Subsection 223(2) tells you what to do if you live in the house for less than the full period of owndership:
Where subsection (1) above does not apply, a fraction of the gain shall not be a chargeable gain, and that fraction shall be—
(a) the length of the part or parts of the period of ownership during which the dwelling-house or the part of the dwelling-house was the individual’s only or main residence, but inclusive of the last 36 months of the period of ownership in any event, divided by
(b) the length of the period of ownership.
so it gets treated as your main residence for the last 36 months of ownership in any event, but you have to pay tax on that proportion of the gain equal to the ratio of the period of ownership before the last 36 months to the total period of ownership.

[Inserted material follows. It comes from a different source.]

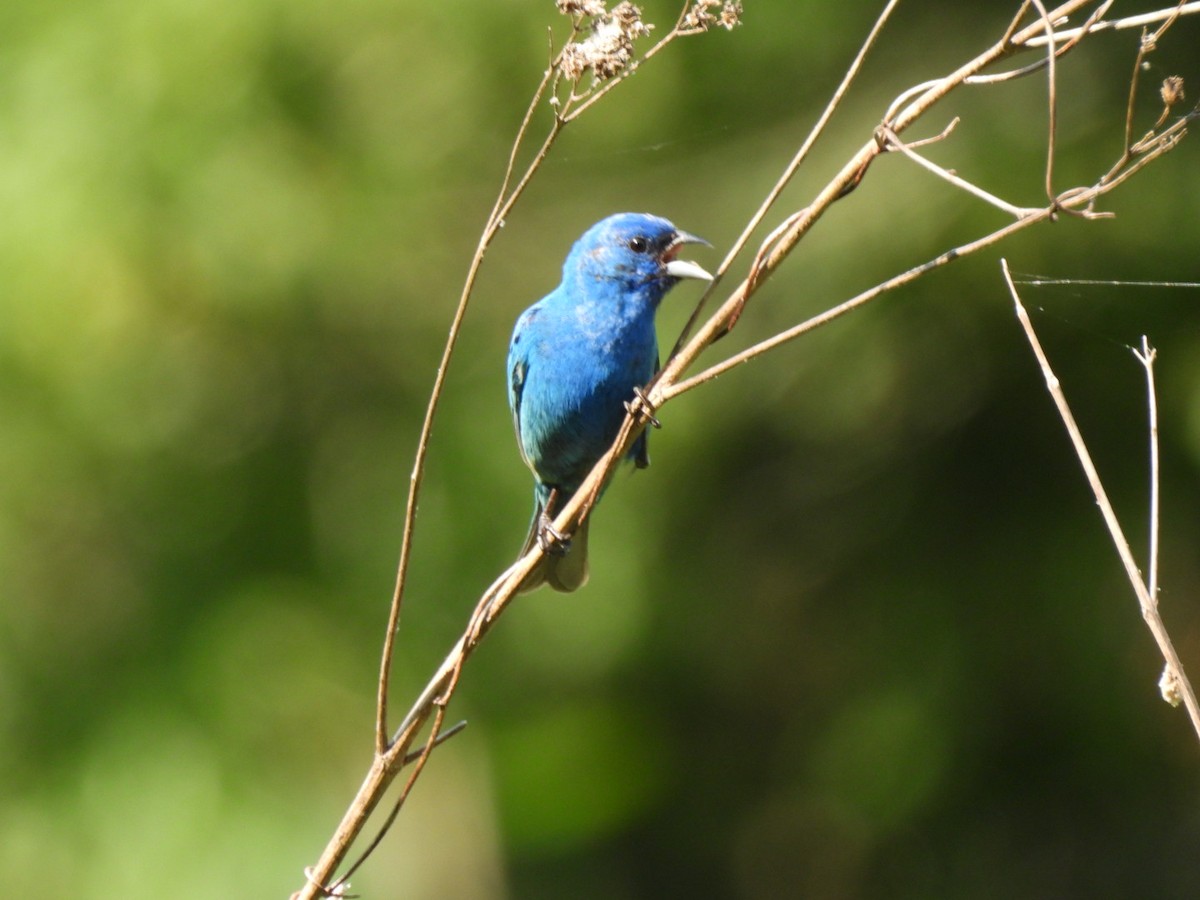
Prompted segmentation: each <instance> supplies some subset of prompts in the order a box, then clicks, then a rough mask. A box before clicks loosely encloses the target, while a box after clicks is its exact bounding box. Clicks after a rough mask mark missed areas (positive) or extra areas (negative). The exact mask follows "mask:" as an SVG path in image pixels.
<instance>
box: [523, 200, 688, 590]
mask: <svg viewBox="0 0 1200 900" xmlns="http://www.w3.org/2000/svg"><path fill="white" fill-rule="evenodd" d="M696 242H698V244H704V242H706V241H703V240H701V239H700V238H696V236H695V235H691V234H688V233H686V232H680V230H679V229H677V228H676V227H674V226H673V224H672V223H671V222H668V221H667V220H665V218H659V217H658V216H650V215H644V214H636V212H623V214H619V215H616V216H610V217H608V218H605V220H602V221H600V222H598V223H596V224H594V226H593V227H592V228H589V229H588V230H587V232H586V233H584V234H583V236H582V238H580V240H578V241H576V244H575V246H574V247H572V248H571V252H570V253H569V254H568V257H566V262H565V263H564V264H563V281H562V283H560V284H559V286H558V287H557V288H554V290H552V292H551V293H550V294H547V295H546V296H544V298H542V299H541V300H539V301H538V302H536V304H534V305H533V306H530V307H529V308H528V310H526V311H524V312H523V313H522V314H521V317H520V318H518V319H517V324H516V328H515V329H514V331H512V341H511V343H510V344H509V360H508V373H509V407H510V409H511V410H512V422H514V425H515V426H516V432H517V444H518V445H520V448H521V457H522V458H523V460H524V462H526V464H527V466H528V467H529V468H530V469H532V470H533V474H534V479H535V487H534V516H533V523H532V526H530V528H529V536H528V539H527V540H526V546H524V551H522V553H524V552H526V551H528V550H529V547H532V546H533V544H534V541H536V540H539V535H546V534H547V529H548V520H550V517H552V516H553V514H554V512H556V511H557V510H558V509H560V508H562V504H563V503H565V502H566V500H568V499H569V498H570V497H571V494H574V493H575V491H576V490H577V488H578V486H580V484H581V482H582V481H583V479H584V478H586V476H587V474H588V473H589V472H590V470H592V467H593V466H595V463H596V461H598V460H599V458H600V457H601V456H602V455H604V452H605V451H606V450H607V449H608V448H610V446H611V445H612V442H613V440H614V439H616V437H617V431H618V430H619V428H620V424H622V421H623V420H624V418H625V402H626V401H629V400H632V398H634V389H635V388H638V386H641V385H644V384H646V383H647V382H649V380H650V378H652V377H653V376H654V372H655V370H656V368H658V337H656V335H655V332H654V313H655V311H656V310H658V307H659V301H661V300H662V298H664V295H666V293H667V292H668V290H670V289H671V288H672V287H674V286H676V284H677V283H678V282H679V280H680V278H706V280H708V278H712V276H710V275H708V272H706V271H704V270H703V269H701V268H700V266H698V265H696V264H695V263H689V262H685V260H680V259H676V254H677V253H678V252H679V248H680V247H682V246H683V245H684V244H696ZM630 458H632V460H634V461H635V462H636V463H637V466H638V467H644V466H647V464H648V463H649V458H648V457H647V451H646V432H642V436H641V437H640V438H638V439H637V443H635V445H634V448H632V449H631V451H630ZM552 497H553V504H554V509H550V504H551V499H552ZM587 529H588V522H587V521H584V522H583V524H582V526H581V527H580V528H578V529H577V532H576V533H575V535H574V536H572V538H571V542H570V546H569V548H568V550H566V552H565V553H563V552H560V551H562V548H558V547H552V548H551V551H550V552H547V553H546V556H545V558H544V559H542V562H541V564H540V565H539V566H538V569H535V570H534V571H533V572H532V574H530V576H529V577H528V578H527V580H526V582H524V583H523V584H522V588H521V589H522V590H523V592H527V590H533V589H534V588H536V587H539V586H540V584H542V583H548V584H550V586H551V587H552V588H554V589H556V590H575V589H576V588H578V587H581V586H582V584H583V583H584V582H586V581H587V577H588V563H587V551H588V546H587V536H588V535H587Z"/></svg>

As a matter of law, your main residence is by default decided by the facts - where you spend most of your time, where you are registered to vote, registered as a company director, where your family live, but if you want to clarify the matter section 222(5) is your friend:
So far as it is necessary for the purposes of this section to determine which of 2 or more residences is an individual’s main residence for any period—
(a) the individual may conclude that question by notice to the inspector given within 2 years from the beginning of that period but subject to a right to vary that notice by a further notice to the inspector as respects any period beginning not earlier than 2 years before the giving of the further notice,
(b) subject to paragraph (a) above, the question shall be concluded by the determination of the inspector, which may be as respects the whole or specified parts of the period of ownership in question
which is great, but it only lets you go back one financial year. If you wanted to give notice of a change of main residence today (13 May 2009), you could only make that effective from 6 April 2008 (6 April 2007 is more than 2 years ago), so don't think that you can tell the tax man that it was always your main residence. It gets treated as your main residence for the last 36 months anyway, so giving notice after the sale makes no difference.
So if you want to claim a CGT exemption for the home on which you claim second home partliamentary allownces, you can do so by notifying HMRC when you buy the second property, but if you think you can get away with it by your normal parliamentary bluster you have as much chance as Gordon Brown has of going down in history as a world statesman.